Si l’étape du CSQ est terminée dans la majorité des cas, plusieurs anges gardiens attendent toujours d’être régularisés par le gouvernement fédéral. « Quand on regarde nos dossiers, je dirais que c’est 50-50 entre ceux qui le sont et ceux qui ne le sont pas. »
Au cabinet du ministre de l’Immigration Sean Fraser, on aimerait que le traitement soit plus rapide, mais on indique que les délais seraient dans la norme par rapport à d’autres programmes en immigration. Certains demandeurs d’asile peuvent avoir fourni des dossiers incomplets ou ne pas avoir été capables de fournir les preuves qu’ils sont admissibles au programme. Selon l’attachée de presse, Émilie Simard, les délais de traitement varient aussi en fonction « de la facilité avec laquelle nous pouvons vérifier les renseignements, du temps nécessaire au demandeur pour répondre […] et d’autres facteurs ».
Des retards aussi au Québec ?
Selon le ministère de l’Immigration, de la Francisation et de l’Intégration (MIFI), le délai moyen de traitement du CSQ était d’environ un mois et demi (35 jours ouvrables) en date du 17 décembre dernier, un délai jugé raisonnable par les organismes et demandeurs d’asile.
Certaines personnes attendent toutefois depuis plusieurs mois ce précieux document pour postuler à l’étape finale du programme. C’est le cas de Naomi Kakenza, préposée aux bénéficiaires dans un CHSLD sur la Rive-Sud de la région de Montréal, qui attend depuis cinq mois son CSQ et celui de ses trois enfants. « À chaque fois que j’appelais, on me di[sai]t qu’il n’y a rien qui manqu[ait], mais que le dossier n’a pas encore été traité », soutient cette mère de famille d’origine congolaise. À la mi-janvier, le MIFI l’aurait informée qu’il avait été finalisé. Mais elle demeure prudente. « J’attends de l’avoir. »

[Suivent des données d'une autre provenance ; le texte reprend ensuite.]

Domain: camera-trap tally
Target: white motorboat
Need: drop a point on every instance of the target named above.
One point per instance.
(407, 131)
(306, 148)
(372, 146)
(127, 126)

Mme Kakenza dit ressentir une certaine frustration à voir que de nombreux collègues ont déjà leur carte de résident en poche. D’autant qu’elle a été l’une des premières à postuler au programme en janvier 2021, soit un mois après son ouverture officielle. « Je n’ai rien dans ce pays, ici. J’ai seulement le permis de travail et je travaille comme un robot sans repos depuis le début », dit cette mère de famille monoparentale qui dit avoir toujours travaillé depuis qu’elle a demandé l’asile au Canada en janvier 2018. « Je dois faire des quarts doubles presque tous les jours pour pouvoir me loger et nourrir mes enfants. »
Sans commenter les cas particuliers, le MIFI reconnaît que plusieurs demandes font actuellement l’objet « d’un délai d’examen plus long », parce qu’elles « ont nécessité un examen plus approfondi » ou ont requis « un complément d’information ».